Это ж надо, именно латынь и обществоведение ведет Штойбнер. Потеха.
«Вы мне тут пропаганду не разводите!»
Он, Берто, — и пропаганда. Он, который спросил отца еще в Дрездене: «Когда же мы смоемся?» Это ему Штойбнер говорит: «Пропаганда на жаргоне СНМ», нет, как это он сказал — «На жаргоне саксонских синерубашечников». А все почему? Потому что Берто назло Штойбнеру говорит не «зона», а ГДР. Берто сам от себя не ожидал такой прыти. Просто Штойбнер раздражал его, действовал ему на нервы своими вечными подковырками:
«Где это вас так научили, уж не в зоне ли?»
Ей-богу, такой Штойбнер может даже из него, Берто, сделать приверженца «зоны».
«Ваши остроты, господин Штойбнер, страдают одним недостатком: они повторяются».
Ну и, конечно, выговор.
У родителей Берто была собственная вилла на Дюрерштрассе, возле Северного кладбища.
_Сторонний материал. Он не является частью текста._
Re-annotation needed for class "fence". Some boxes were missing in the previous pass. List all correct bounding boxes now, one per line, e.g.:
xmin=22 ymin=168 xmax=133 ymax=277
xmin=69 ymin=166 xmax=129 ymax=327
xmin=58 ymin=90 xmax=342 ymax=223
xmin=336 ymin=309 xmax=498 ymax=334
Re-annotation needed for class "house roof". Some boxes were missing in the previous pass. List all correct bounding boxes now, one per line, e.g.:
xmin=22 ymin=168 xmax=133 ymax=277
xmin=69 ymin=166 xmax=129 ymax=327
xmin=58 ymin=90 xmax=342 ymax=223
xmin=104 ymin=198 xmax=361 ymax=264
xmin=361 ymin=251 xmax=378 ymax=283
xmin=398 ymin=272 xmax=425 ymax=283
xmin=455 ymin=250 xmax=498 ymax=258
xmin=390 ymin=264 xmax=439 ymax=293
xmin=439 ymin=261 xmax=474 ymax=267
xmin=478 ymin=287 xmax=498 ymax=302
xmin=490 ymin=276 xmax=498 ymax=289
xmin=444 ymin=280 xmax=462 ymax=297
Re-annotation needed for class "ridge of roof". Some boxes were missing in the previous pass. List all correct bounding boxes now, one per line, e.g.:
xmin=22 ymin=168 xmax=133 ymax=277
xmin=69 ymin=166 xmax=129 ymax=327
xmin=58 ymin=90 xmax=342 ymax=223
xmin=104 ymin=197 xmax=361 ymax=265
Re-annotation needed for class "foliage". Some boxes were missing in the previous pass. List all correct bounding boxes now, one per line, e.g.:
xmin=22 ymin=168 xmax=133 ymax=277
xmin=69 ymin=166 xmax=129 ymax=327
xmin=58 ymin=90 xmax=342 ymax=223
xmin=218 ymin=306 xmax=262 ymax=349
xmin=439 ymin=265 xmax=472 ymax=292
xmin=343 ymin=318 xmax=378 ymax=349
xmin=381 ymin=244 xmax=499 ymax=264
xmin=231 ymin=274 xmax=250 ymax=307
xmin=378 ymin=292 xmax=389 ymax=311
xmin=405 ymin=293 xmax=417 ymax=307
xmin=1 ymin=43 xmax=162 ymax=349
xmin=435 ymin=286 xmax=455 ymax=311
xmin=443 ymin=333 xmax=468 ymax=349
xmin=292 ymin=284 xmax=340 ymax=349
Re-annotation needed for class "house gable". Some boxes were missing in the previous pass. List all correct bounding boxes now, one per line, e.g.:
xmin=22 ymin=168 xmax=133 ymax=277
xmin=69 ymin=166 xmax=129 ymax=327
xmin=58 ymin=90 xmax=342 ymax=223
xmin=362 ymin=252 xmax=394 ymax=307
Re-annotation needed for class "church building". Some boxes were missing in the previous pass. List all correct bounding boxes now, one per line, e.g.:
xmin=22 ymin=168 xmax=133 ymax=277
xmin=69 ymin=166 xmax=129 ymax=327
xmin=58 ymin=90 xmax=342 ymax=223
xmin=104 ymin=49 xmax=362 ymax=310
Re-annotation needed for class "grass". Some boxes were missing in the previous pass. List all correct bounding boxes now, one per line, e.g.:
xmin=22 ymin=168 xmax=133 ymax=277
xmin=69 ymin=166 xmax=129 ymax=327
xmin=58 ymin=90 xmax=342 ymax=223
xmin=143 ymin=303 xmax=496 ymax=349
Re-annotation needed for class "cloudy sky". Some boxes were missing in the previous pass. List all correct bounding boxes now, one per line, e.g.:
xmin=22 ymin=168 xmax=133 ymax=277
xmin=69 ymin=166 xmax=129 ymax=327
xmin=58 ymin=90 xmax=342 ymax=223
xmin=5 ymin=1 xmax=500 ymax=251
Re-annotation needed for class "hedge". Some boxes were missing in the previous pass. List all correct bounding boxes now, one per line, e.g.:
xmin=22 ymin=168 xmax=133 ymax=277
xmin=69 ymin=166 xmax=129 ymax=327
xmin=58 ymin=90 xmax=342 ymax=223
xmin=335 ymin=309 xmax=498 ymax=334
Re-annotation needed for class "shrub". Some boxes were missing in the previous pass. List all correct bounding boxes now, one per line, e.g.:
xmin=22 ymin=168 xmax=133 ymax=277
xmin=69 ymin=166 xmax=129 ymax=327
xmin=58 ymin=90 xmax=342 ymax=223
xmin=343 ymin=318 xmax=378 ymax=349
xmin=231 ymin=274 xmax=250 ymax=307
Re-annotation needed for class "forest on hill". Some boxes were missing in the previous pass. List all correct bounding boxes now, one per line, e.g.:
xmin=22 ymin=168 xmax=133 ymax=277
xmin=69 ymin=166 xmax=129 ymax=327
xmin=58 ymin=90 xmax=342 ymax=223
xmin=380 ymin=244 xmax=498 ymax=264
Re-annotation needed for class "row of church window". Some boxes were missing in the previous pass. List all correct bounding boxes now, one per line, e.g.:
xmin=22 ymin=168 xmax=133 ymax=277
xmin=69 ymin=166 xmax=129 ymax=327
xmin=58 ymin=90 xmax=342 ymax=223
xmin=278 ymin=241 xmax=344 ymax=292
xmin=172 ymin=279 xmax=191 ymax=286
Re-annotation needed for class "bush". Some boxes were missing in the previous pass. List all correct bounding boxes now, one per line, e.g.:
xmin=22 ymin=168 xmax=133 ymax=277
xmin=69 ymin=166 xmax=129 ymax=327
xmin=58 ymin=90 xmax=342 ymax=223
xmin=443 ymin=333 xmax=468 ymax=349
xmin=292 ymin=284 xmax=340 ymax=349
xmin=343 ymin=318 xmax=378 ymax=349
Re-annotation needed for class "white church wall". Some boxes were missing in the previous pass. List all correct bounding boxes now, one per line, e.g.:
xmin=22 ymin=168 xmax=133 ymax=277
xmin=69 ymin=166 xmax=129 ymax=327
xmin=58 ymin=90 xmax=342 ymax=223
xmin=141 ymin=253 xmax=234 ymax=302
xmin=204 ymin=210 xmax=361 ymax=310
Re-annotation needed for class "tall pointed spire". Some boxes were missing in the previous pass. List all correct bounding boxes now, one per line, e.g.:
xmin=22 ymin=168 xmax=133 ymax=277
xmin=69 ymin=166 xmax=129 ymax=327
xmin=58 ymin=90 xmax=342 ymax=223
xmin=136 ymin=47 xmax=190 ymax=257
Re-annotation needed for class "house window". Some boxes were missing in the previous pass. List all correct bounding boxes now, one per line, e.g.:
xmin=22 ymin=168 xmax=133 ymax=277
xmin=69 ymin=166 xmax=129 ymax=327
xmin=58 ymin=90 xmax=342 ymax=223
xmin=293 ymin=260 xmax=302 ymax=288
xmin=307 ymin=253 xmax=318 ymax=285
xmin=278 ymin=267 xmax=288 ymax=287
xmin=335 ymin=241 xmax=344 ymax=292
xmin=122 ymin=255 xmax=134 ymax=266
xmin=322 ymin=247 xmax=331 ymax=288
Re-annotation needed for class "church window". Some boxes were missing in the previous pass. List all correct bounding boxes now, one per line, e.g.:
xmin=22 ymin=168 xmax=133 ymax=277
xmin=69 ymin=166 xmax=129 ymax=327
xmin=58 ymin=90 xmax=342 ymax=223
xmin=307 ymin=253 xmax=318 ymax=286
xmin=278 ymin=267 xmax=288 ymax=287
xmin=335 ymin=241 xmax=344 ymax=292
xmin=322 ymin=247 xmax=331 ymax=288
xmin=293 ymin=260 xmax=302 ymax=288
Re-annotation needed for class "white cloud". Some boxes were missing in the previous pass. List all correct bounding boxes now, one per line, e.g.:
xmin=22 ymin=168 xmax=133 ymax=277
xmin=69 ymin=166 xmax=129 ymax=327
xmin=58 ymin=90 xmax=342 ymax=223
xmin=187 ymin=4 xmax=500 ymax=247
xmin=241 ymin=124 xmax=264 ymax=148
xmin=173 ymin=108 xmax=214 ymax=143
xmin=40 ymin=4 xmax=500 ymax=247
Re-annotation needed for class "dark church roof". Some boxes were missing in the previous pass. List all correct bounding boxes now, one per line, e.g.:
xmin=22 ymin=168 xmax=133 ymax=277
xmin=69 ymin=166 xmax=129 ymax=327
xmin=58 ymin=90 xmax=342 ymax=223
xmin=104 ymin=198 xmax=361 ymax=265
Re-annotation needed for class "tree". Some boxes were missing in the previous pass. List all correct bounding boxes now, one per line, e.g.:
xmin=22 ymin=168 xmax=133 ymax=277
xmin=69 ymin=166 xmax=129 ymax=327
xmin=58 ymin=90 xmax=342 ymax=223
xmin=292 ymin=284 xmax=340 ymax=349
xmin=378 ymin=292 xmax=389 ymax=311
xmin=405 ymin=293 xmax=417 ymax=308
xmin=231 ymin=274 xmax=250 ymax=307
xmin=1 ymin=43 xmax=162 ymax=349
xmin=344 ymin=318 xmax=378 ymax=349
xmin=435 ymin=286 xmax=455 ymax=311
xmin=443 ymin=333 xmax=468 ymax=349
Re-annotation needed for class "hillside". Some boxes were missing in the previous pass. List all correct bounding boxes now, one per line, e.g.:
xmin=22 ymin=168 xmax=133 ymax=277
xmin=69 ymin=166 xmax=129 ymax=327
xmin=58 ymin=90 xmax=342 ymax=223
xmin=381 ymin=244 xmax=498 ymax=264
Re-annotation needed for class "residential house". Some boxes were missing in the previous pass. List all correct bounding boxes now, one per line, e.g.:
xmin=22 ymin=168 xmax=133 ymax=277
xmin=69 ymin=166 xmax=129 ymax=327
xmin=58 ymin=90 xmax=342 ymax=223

Франц не собирался к Берто. Эту мысль подал ему патер. Надо же чем-то заняться до вечера, и сходить к Берто — это, пожалуй, лучше всего. Франц не мог бы точно объяснить, почему его так тянет к Берто. В Берто была для него новизна, какая-то будоражащая новизна, и Франц вовлек его в свою игру. Как ни крути — это игра, безумная, но игра, акробатика ума, продукт фантазии. Франц не знал, когда началась эта игра. У нее и не было начала — определенного дня, определенного часа, — просто вдруг все слилось воедино и затянуло его с головой.